Wenn Augen chronisch trocken sind (Sicca-Syndrom), entstehen oft mikroskopisch kleine Verletzungen oder Entzündungen auf der Horn- und Bindehaut.

  • Das Problem: Die Nervenenden liegen dadurch quasi „blank“. Sobald eine Flüssigkeit darauf trifft – egal wie gut sie ist – reagieren die gereizten Nerven mit einem Schmerzsignal.
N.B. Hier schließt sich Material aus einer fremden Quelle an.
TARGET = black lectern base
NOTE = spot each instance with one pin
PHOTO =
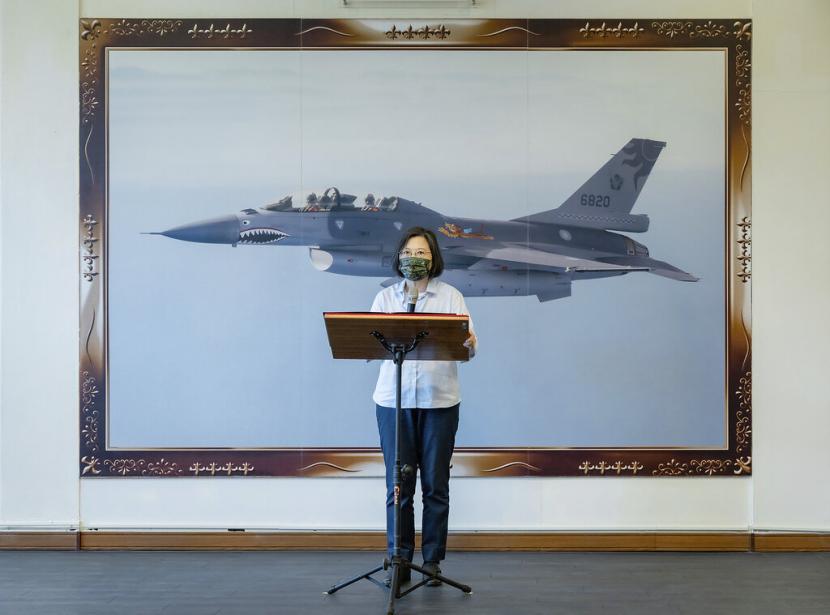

Das ist vergleichbar mit dem Auftragen von Feuchtigkeitscreme auf eine sehr rissige, trockene Hautpartie.

4. Unverträglichkeit gegenüber Inhaltsstoffen

Künstliche Tränen enthalten Polymere oder Filmbildner (wie Hyaluronsäure, Carbomer oder Povidon), die das Auge feucht halten sollen.

  • Das Problem: Man kann gegen jeden dieser Stoffe eine individuelle Unverträglichkeit oder sogar eine leichte Allergie entwickeln. Wenn das Brennen nicht nach wenigen Sekunden nachlässt, sondern anhält oder das Auge rötet, liegt oft eine Unverträglichkeit vor.

5. Viskosität (Zähflüssigkeit)

Gele oder sehr dickflüssige Tropfen bleiben länger am Auge, können aber beim ersten Kontakt ein Fremdkörpergefühl oder ein kurzes Brennen verursachen, bis sie sich durch das Blinzeln gleichmäßig verteilt haben.

Was kann man tun?

  1. Konservierungsmittelfreie Produkte wählen: Dies löst das Problem in den meisten Fällen.
  2. Wirkstoff wechseln: Wenn Tropfen mit Hyaluronsäure brennen, helfen vielleicht Produkte mit Hypromellose oder Lipiden.
  3. Temperatur: Manche empfinden es als angenehmer, die Tropfen bei Zimmertemperatur zu verwenden, andere bevorzugen sie kühl (aus dem Kühlschrank) wegen des lindernden Effekts.
  4. Augenarzt aufsuchen: Wenn das Brennen jedes Mal stark ist oder die Augen dauerhaft gerötet sind, sollte ein Arzt klären, ob eine Entzündung der Lidkante oder eine schwere Benetzungsstörung vorliegt, die eine spezielle Therapie benötigt.

Kurz gesagt: Meistens brennen die Augen direkt nach dem Tropfen, weil das Auge bereits gereizt ist oder die Inhaltsstoffe (vor allem Konservierungsmittel) die empfindliche Oberfläche kurzzeitig stressen.